A medida adotada pela administração de Donald Trump, na época em que ocupava a Presidência norte-americana, elevou as taxas de importação sobre itens como aço, alumínio, alimentos processados e matérias-primas. O objetivo declarado era proteger a indústria local e reduzir o déficit comercial dos Estados Unidos.
Flávio Bolsonaro, na época atuando como representante político alinhado às pautas do governo federal, assumiu a tarefa de negociar uma isenção ou redução dessas tarifas. Para isso, defendeu publicamente aproximações estratégicas e propôs contrapartidas que, segundo críticos, não foram bem avaliadas tecnicamente.
O que deu errado?
Ao tentar reverter a medida de forma direta e sem alinhamento prévio com os setores produtivos brasileiros e com o corpo diplomático oficial, o senador acabou levantando suspeitas sobre a posição comercial do Brasil. Especialistas em comércio exterior explicam que, nesse tipo de negociação, é preciso apresentar dados consistentes e vantagens mútuas — algo que não ficou claro na sua articulação.
Como resultado, não apenas a tarifa se manteve, como também foram incluídos novos produtos na lista de taxações pouco tempo depois. “Foi uma jogada que saiu pela culatra.
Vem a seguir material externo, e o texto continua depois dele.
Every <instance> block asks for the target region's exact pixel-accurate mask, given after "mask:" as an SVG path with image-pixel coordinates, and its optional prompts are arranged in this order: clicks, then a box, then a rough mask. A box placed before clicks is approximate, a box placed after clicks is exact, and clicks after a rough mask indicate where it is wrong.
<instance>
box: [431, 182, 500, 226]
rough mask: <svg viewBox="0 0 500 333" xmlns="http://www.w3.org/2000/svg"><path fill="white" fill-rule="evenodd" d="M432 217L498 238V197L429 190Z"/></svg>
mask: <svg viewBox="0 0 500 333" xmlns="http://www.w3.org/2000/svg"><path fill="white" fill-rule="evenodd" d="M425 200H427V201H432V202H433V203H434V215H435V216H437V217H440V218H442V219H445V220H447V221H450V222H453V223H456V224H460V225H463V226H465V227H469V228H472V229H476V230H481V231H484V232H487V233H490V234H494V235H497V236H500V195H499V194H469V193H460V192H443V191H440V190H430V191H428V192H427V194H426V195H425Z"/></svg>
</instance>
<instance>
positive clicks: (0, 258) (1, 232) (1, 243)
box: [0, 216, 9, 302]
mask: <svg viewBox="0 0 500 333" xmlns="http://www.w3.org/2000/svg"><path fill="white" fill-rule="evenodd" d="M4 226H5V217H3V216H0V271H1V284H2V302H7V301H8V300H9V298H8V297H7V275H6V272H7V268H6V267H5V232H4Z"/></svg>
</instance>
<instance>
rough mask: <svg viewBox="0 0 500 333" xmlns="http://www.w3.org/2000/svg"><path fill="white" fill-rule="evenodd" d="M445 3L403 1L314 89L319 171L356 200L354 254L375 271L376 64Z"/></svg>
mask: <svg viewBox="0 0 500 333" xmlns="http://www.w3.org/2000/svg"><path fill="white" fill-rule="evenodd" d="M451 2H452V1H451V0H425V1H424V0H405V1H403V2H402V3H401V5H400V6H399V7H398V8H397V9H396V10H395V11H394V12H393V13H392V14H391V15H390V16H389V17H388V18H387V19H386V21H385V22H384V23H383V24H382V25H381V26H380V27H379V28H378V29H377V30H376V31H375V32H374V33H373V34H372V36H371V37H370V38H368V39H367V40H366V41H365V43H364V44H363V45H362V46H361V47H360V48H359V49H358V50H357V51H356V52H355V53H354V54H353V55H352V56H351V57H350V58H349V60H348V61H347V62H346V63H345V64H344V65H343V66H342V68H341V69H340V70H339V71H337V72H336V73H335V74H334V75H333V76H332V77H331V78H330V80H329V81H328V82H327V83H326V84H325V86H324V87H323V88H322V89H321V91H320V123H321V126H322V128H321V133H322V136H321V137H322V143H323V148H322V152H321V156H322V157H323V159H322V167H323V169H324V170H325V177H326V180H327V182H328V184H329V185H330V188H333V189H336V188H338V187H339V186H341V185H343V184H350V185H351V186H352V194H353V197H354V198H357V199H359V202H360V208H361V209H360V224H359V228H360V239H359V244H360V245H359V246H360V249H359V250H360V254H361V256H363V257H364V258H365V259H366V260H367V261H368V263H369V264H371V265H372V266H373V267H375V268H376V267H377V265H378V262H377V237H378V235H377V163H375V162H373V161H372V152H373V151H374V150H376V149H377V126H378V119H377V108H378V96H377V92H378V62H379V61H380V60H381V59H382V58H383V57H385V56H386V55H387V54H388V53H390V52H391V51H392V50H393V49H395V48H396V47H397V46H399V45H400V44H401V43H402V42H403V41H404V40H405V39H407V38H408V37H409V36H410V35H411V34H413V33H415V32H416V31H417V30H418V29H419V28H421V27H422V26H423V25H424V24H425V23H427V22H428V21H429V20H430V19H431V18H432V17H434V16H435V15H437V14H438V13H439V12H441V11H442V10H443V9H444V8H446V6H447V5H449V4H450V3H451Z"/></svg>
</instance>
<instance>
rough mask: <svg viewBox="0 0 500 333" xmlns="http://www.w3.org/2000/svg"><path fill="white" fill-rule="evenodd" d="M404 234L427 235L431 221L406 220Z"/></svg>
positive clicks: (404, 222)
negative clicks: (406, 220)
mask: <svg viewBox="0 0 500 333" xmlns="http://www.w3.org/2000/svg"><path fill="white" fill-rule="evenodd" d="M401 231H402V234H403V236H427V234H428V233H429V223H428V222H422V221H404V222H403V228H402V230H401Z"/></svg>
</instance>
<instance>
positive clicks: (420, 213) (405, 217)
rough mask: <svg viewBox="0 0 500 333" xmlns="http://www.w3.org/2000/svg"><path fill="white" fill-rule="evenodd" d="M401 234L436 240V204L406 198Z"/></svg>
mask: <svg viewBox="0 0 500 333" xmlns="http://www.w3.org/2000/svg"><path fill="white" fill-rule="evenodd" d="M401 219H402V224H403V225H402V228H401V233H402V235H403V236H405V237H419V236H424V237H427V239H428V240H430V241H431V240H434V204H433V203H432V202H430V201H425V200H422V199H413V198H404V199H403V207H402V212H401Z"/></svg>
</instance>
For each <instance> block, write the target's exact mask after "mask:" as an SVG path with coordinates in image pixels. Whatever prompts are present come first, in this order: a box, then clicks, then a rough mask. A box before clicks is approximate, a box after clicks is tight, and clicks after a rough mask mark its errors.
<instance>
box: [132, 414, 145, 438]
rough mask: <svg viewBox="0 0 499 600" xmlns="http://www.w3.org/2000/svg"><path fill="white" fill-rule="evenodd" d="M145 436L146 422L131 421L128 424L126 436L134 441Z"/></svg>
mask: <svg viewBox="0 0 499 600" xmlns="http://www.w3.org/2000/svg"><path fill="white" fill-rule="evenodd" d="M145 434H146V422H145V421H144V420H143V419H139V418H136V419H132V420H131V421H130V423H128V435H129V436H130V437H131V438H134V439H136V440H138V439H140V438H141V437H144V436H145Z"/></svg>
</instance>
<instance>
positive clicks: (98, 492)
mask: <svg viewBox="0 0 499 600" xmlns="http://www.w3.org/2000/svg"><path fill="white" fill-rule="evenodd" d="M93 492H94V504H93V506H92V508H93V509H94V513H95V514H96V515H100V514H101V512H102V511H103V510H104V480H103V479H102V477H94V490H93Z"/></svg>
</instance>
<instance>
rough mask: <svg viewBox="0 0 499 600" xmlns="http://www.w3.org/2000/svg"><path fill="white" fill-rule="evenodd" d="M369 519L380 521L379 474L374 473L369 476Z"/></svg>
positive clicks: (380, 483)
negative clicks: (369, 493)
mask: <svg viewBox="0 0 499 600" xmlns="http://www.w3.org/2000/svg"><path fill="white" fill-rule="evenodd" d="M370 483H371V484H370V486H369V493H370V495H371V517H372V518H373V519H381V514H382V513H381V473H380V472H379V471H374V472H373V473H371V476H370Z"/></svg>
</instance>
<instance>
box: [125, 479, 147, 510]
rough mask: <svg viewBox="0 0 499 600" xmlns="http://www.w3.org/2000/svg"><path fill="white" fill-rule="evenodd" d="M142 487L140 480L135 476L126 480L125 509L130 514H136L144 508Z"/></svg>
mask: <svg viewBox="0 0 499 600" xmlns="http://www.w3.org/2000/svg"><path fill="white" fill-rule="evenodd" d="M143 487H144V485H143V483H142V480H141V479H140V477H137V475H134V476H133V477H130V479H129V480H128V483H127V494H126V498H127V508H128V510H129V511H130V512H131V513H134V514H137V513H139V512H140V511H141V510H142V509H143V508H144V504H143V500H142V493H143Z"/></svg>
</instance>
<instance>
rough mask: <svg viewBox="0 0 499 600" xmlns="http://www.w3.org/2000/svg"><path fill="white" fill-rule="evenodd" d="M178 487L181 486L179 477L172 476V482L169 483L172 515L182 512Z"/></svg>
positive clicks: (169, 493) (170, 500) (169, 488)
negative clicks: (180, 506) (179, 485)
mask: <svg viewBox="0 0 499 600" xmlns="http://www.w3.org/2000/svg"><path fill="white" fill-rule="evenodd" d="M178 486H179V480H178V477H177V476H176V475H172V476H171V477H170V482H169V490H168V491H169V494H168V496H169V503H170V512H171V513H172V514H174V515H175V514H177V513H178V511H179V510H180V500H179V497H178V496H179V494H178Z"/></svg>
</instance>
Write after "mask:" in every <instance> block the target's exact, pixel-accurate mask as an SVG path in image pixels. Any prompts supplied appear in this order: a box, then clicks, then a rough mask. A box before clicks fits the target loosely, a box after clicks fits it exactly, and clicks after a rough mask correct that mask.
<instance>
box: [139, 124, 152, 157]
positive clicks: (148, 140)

Em vez de abrir espaço para diálogo, acabou reforçando a visão de que o Brasil não tinha uma estratégia sólida”, avalia um economista especializado em relações internacionais, sob condição de anonimato.
Repercussão política e econômica
No âmbito político, a tentativa gerou críticas até mesmo entre aliados. O argumento é que a negociação deveria ter sido conduzida pelo Ministério das Relações Exteriores e pela equipe econômica, com base em estudos técnicos, e não por iniciativas individuais. Para o setor produtivo, a manutenção das tarifas significou custos mais altos para exportadores e menor competitividade no mercado norte-americano.
Analistas lembram que casos como esse mostram a importância de alinhar discurso e ação nas relações internacionais. “Quando uma iniciativa não tem respaldo técnico ou institucional, o risco de dar errado é muito maior — e o prejuízo acaba sendo para o país todo”, conclui o especialista.
Até o momento, as tarifas seguem vigentes para os produtos brasileiros listados, e novas rodadas de negociação seguem em andamento, agora sob a coordenação oficial do governo federal.